The negotiation process deals with much the same issues for both buyers and sellers, as noted above under the buying process. Your agent can help you objectively evaluate every buyer’s proposal without compromising your marketing position. This initial agreement is only the beginning of a process of appraisals, inspections, and financing — a lot of possible pitfalls. Your agent can help you write a legally binding, win-win agreement that will be more likely to make it through the process.
Between the initial sales agreement and closing (or settlement), questions may arise. For example, unexpected repairs are required to obtain financing or a cloud in the title is discovered. The required paperwork alone is overwhelming for most sellers. Your agent is the best person to objectively help you resolve these issues and move the transaction to closing (or settlement).

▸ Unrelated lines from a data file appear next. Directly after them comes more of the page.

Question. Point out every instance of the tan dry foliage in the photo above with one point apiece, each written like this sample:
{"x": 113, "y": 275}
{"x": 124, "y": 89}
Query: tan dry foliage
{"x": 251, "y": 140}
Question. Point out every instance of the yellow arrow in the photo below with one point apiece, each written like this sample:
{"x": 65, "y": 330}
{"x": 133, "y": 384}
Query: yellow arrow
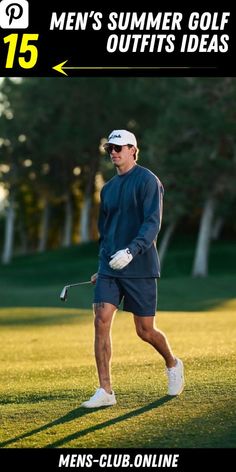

Real estate agents or brokers are generally paid through the sales commission paid by the seller when a transaction closes. Agents have expenses and financial obligations just like you, so it will be to your mutual benefit if you choose a real estate agent and stick with that person. The agent will respect your loyalty and respond with a sincere commitment to you.
Why a Realtor
All real estate licensees are not the same. Only real estate licensees who are members of the NATIONAL ASSOCIATION OF REALTORS® are properly called REALTORS®. They proudly display the REALTOR® logo on the business card or other marketing and sales literature. REALTORS® are committed to treat all parties to a transaction honestly. REALTORS® subscribe to a strict code of ethics and are expected to maintain a higher level of knowledge of the process of buying and selling real estate. An independent survey reports that 84% of home buyers would use the same REALTOR® again.
Using a Realtor®
You Be the Judge
Real Estate transactions involve one of the biggest financial investments most people experience in their lifetime. Transactions today usually exceed $100,000. If you had a $100,000 income tax problem, would you attempt to deal with it without the help of a CPA? If you had a $100,000 legal question, would you deal with it without the help of an attorney? Considering the small upside cost and the large downside risk, it would be foolish to consider a deal in real estate without the professional assistance of a REALTOR®!